In the unmatched groups, the higher prevalence of CV risk factors in Black patients could be considered the predisposing factor for the worst outcome.25–27 In particular, Black men tend to develop hypertension earlier in life than Black women and White individuals, with the onset of related complications starting at a younger age.6,26 Diabetes is common in patients with TTS, particularly men, and is frequently associated with hypertension.28 Diabetes is also 1 of the main predictors of short-term and long-term mortality in the InterTAK Prognostic Score15 and in other studies28,29 for patients with TTS. The 2 racial groups were similar, however, in their rates of prior MI and history of PCI and CABG, as reported by others.13,30 In terms of in-hospital complications, Black patients presented with higher rates of cerebrovascular accident, acute kidney injury, and inpatient mortality and had longer hospital stays than their White counterparts,18,21 suggesting that race may play a role in the outcomes of Black patients with TTS; this finding is in contrast with those of previous studies.18,19,31
Propensity score matching was used to create 2 balanced groups and overcome the confounding baseline factors between them. The 2 groups were similar in age, sex, CV risk factors, and incidence of CVD, but Black patients still had higher rates of in-hospital complications. When sex and race were combined, mortality rates were significantly higher in Black men, followed by White men and Black women. It is likely that male sex masks a baseline predisposition among Black individuals for the worst outcome. The mechanisms underlying racial differences in TTS outcomes remains to be clarified. Differences in genes that control sympathetic activity, however, and differences in endothelium homeostasis have been identified in Black patients. These distinctive characteristics are associated with increased sympathetic tone, leading to an aggravated CV response to physiologic and psychological stimuli in Black patients compared with White patients.32 Acetylcholine testing could be applied in this setting to highlight the endothelial dysfunction hypothesized to be particularly reactive in Black patients.33 This information, however, is not part of the NIS registry.
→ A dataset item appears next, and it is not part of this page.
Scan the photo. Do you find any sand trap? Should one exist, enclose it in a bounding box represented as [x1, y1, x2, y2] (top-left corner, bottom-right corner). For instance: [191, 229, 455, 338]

Male sex characteristics, such as hormone status,34 different gene expressions related to estrogens,35 a higher inflammatory state, whether a physical stressor was involved,36 and higher susceptibility to develop CVD and complications at a younger age37 could explain the poorer outcomes in Black men.
Limitations
Study limitations intrinsic to the NIS data set must be addressed. The NIS data set is a retrospective report based on administrative data using ICD-10 and ICD-9 coding. Consequently, the accuracy of diagnosis relies entirely on proper coding. The NIS database also captures hospitalizations rather than individual patients. The actual prevalence of TTS in Black patients may therefore need to be considered. Laboratory data (including cardiac biomarkers), electrocardiographic data, and echocardiographic data were also unavailable. Predischarge evaluations for echocardiographic recovery, long-term prognosis information, and prehospital admission events were not provided and could not be considered in the study. Specific diagnostic tests, such as acetylcholine testing for endothelial dysfunction, were not reported and likely not performed in general hospitals. The NIS database registers only in-hospital events, so no prehospital admission data on complications and mortality in general and in events related to TTS in particular were available.
Conclusion
The analysis of NIS data highlighted that compared with their White counterparts, Black patients with TTS have distinct clinical characteristics of more frequent, higher CV risk factors. Black patients also showed a higher rate of in-hospital complications, including mortality, even after propensity score matching. When race was combined with sex, Black men showed the highest rate of mortality, suggesting that sex-related factors could unmask the CV predisposition for the worst outcome. There is therefore a rising need to investigate the actual prevalence of TTS among Black patients and develop race-specific prognostic score models and tailored therapeutic interventions.